FreeFileSync is built to sync the contents of specific folders from one place to another. It makes backing up specific files and folders extremely easy, offering a very detailed backup utility that can individually select files for backup. The program also offers two-way synchronization, updating both folders to match one another. This detail is powerful and useful, but it makes the program less well-suited to full drive backup.

Best Backup Software For Mac Free

For something like that, you might be more interested in one of the holistic backup tools for macOS. The user interface might be a little ugly, but the application reliably handles sync conflicts, letting the user decide what files to overwrite to avoid unintentional data loss.

5. iBackup

iBackup takes a slightly different approach to backup – one that ends up being friendlier for novice users, if restricting in more capable hands. It adopts the macOS-defined home folder categories as its primary backup structure, allowing you to view and select the folders and files within your home directory that you’d like to back up. It also allows you to back up macOS system preferences and system files, an affordance provided by few other backup applications, apart from macOS’ own Time Machine.
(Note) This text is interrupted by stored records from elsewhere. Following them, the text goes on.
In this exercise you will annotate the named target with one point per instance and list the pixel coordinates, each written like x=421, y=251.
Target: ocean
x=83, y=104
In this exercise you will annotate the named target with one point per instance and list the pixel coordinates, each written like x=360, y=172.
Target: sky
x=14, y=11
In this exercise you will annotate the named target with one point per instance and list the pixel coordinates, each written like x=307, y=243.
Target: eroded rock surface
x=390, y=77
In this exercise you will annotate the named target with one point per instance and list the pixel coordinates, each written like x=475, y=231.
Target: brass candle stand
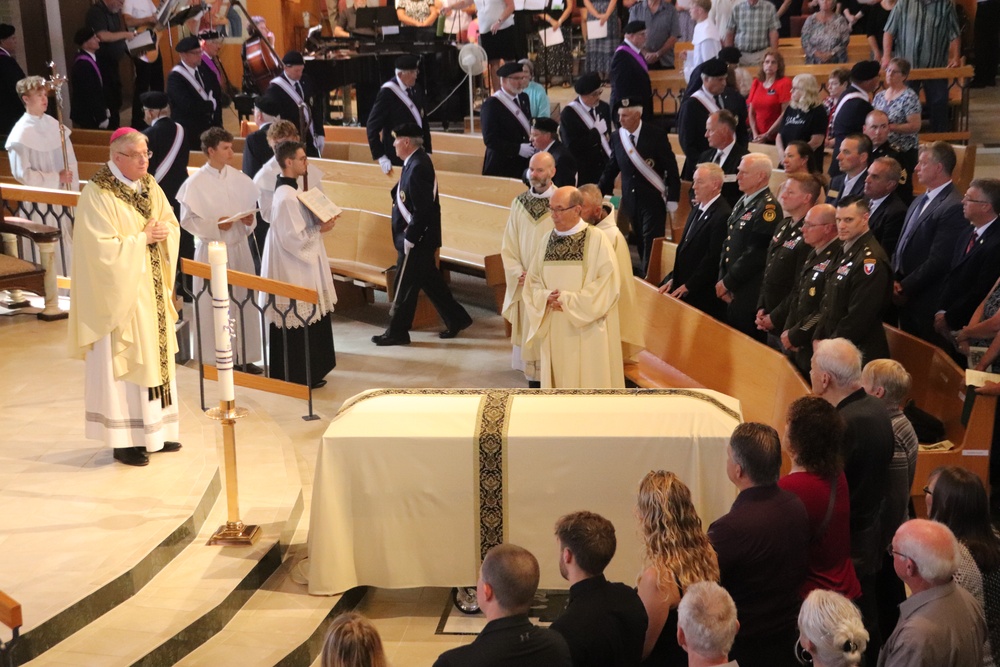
x=234, y=533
The application is a little dated: it still references relics like iWeb and iPods, and even the name is a little old-fashioned. But it worked fine in our testing and didn’t have any issues creating backups or restoring them.

Honorable Mention: rsync

Like Time Machine, rsync is a pre-installed utility you can use to backup your Mac. It’s a Terminal command that works a lot like FreeFileSync, detecting differences between two folders and automatically synchronizing each location. As a Terminal command, it does require a little practice to use correctly. But if you feel comfortable issuing Terminal commands, rsync provides significant free backup power for your Mac. Learn more about rsync in our guide.


The world of free backup is less populated than it once was. However, two core applications, Time Machine and SuperDuper, can work together to create an excellent backup system that will protect you from many kinds of data loss. Just add a cloud backup service like Backblaze or Carbonite. Then you’ll have a robust backup system to keep your Mac’s files safe.